I was a little unsure about the Uow implementation I’ve had a look at the samples but wasn’t sure the best way to wire this up?

I was looking at outboxing, for our on premise customers we don’t have control of their environments so enabling DTC and managing it would be problematic.

In terms of saga storage I am using the tenant database, not the individual tenant’s database at the moment, as this is where we currently queue all tasks for all tenants to be processed.

Many thanks

Andy

Hey Andrew,

I’m not exactly sure how to correctly register the TenantContenxtFactory in via the unity API directly but I’d instead configure it like this:

endpointConfiguration.RegisterComponents(c => c.ConfigureComponent<TenantContextFactory>(DependencyLifecycle.InstancePerUnitOfWork));

This ensures a new TenantContextFactory is used for every message. This API also has overloads to define a custom object factory. Seeing the implementation of TenantContextFactory you posted, I have a few questions regarding that class:

  • Why do you pass a function in the ctor? The factory will always require “initialization” by the behavior before being able to resolve anything.
  • Why are you using a Func<TenantContext> if you could substitute this directly with TenantContext?
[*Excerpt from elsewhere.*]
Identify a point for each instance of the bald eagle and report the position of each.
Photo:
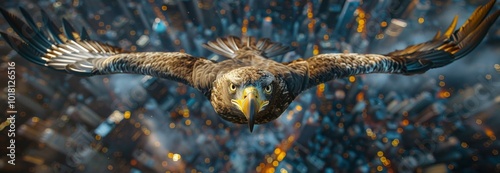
(247, 87)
Is this the real implementation and purpose of your TenantContextFactory? If so, it looks like it would be much easier to just use an AsyncLocal<TenantContext> which you can also set via behavior and then access from anywhere within the call hierarchy.

Not sure if there is a better way, but I’ve serialised the TenantContext to a Json string to set it on the header, I still need to encrypt this as it contains a database connection.

I wasn’t fully considering that TenantContext is a class containing many properties. In that case I’d probably retract my recommendation to use headers (although your approach works). If you plan to encrypt the values, a message property might make sense as you could use MessagePropertyEncryption: Message Property Encryption • Particular Docs

your behavior implementation looks correct to me at first glance (aside from the previously asked question regarding the function parameter to the factory). Using the context.Extensions bag to pass down data in the pipeline is the easiest and recommended approach.